You can use Great Circle Mapper to see the distance you flew on a particular route.

Back in the day, rules were laxer, flights were cheaper, and the perks of status were greater. Many people flew the most lengthy route possible without worrying about the destination, just to earn miles and status. This is called mileage running. The point would be to maximize the distance flown based on the price of the ticket. A few of these mileage runs in a year could get you all the way to the highest status level, with only a couple thousand out of pocket. Some people still find joy in this. I'm not one of those people, but to each his own. I'd rather fill my vacation days with real vacations and not sitting on an airplane.

Note #4: Try to credit your miles from flying to a single airline if you can.

The key mistake the average person makes with earning miles from flying is to credit the miles to the airline they are flying automatically.
 
They end up with 10,000 Alaska miles here, 8,000 American miles there, and so on. These orphan miles are usually useless because you need more miles for a redemption. This is especially true for international flights. People credit their European trip to Air France because they flew AF, instead of crediting their miles to Delta--where they already have an existing frequent flyer account.
 
Instead of crediting to airlines you’ll never fly again that have terrible loyalty programs, credit all your miles to their American partner. You can always credit miles flown on one airline to any other airline in its alliance and sometimes to non-alliance partners too. Alaska, for example is not in an alliance, but you can credit American, Fiji Airways, Emirates, and others to them.

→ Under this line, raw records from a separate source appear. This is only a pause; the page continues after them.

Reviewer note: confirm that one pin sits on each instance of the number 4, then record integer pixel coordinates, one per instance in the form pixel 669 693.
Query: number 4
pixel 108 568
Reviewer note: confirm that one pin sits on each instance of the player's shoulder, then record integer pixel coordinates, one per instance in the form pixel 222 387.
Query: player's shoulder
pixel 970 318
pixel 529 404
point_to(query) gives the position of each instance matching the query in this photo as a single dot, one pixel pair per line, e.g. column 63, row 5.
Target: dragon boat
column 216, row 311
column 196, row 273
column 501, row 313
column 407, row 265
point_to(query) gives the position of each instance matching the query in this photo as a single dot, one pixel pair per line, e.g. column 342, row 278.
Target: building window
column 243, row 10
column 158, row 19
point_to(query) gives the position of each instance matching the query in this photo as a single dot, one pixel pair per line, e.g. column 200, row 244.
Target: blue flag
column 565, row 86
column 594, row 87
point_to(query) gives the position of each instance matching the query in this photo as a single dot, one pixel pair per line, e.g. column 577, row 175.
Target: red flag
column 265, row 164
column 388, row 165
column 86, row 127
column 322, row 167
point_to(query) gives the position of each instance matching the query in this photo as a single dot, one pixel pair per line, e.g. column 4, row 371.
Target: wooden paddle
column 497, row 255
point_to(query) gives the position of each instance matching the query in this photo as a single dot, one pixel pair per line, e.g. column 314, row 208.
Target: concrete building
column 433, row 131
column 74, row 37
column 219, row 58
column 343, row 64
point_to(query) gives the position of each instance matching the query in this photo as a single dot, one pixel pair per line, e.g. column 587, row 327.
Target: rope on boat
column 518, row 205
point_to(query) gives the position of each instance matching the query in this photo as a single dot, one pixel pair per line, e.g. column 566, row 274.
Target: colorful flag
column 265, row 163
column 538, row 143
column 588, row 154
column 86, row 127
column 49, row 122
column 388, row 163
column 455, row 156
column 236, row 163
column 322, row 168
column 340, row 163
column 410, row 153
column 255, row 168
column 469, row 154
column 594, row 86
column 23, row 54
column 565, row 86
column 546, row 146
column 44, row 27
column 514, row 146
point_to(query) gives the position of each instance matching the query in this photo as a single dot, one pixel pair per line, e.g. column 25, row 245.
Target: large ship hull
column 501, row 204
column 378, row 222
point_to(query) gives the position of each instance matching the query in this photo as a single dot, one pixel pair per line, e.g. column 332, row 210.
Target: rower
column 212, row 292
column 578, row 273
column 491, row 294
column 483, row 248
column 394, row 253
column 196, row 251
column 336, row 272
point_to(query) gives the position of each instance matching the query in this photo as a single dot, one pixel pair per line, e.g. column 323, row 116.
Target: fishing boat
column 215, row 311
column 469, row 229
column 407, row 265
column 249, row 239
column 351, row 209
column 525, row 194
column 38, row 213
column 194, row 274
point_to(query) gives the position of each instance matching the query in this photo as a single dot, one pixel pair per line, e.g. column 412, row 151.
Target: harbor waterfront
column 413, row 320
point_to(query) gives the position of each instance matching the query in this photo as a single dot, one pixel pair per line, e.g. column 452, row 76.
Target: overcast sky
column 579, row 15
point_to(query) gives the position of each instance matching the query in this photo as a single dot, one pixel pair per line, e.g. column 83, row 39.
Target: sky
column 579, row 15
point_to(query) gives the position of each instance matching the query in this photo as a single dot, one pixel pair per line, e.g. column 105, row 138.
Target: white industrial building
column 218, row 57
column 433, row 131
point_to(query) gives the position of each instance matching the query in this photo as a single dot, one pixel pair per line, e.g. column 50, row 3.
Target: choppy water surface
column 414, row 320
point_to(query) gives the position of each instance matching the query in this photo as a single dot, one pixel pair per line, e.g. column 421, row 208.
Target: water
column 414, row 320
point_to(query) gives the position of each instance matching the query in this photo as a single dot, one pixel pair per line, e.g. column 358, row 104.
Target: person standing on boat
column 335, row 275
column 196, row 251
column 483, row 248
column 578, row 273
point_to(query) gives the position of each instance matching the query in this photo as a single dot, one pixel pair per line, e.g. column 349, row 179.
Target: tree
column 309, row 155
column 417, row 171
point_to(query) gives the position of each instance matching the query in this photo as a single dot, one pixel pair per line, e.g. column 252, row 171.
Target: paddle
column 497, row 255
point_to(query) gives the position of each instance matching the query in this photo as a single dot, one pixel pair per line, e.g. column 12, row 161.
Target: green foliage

These are the big three alliances:

http://www.dimascorner.com/wp-content/uploads/2011/12/alliances.jpg
 
To credit miles to an airline simply type in your frequent flyer number with that airline when prompted to provide a frequent flyer number. Usually all of an airline’s partners are part of a dropdown menu at some point near the ticket purchase screen.

Note #5: Not all airline partners within an alliance credit miles in the same way.

If you have a paid flight to Tokyo, you would not want to credit your miles to Japan Airways. You’d want to credit to one of its OneWorld partners with a better program like American or British Airways.

Here is a sample for earning on a Japan Airways flight....

If your flight is in economy fare class K (this information is on your ticket and receipt) you would get 70% of the miles flown if you credit to your American account:



But you would only get 50% of the miles flown if you credited to British Airways (assuming you travel after June 1, 2015):





But if your ticket were in business fare class I, you’d get only 80% of the miles flown by crediting to American and 125% (!!!) by crediting to British.


I’ll talk about airline and hotel status in another post. It is an important consideration in the where-to-credit-miles question for frequent flyers of paid flights, but not for people who fly fewer than 25,000 miles on paid tickets per year.

Like I've said before, credit cards are the quickest and easiest way to earn big mile balances. However, you shouldn’t ignore miles you can earn from paid flights. Make sure that you credit those paid tickets to a frequent flyer program that would benefit you!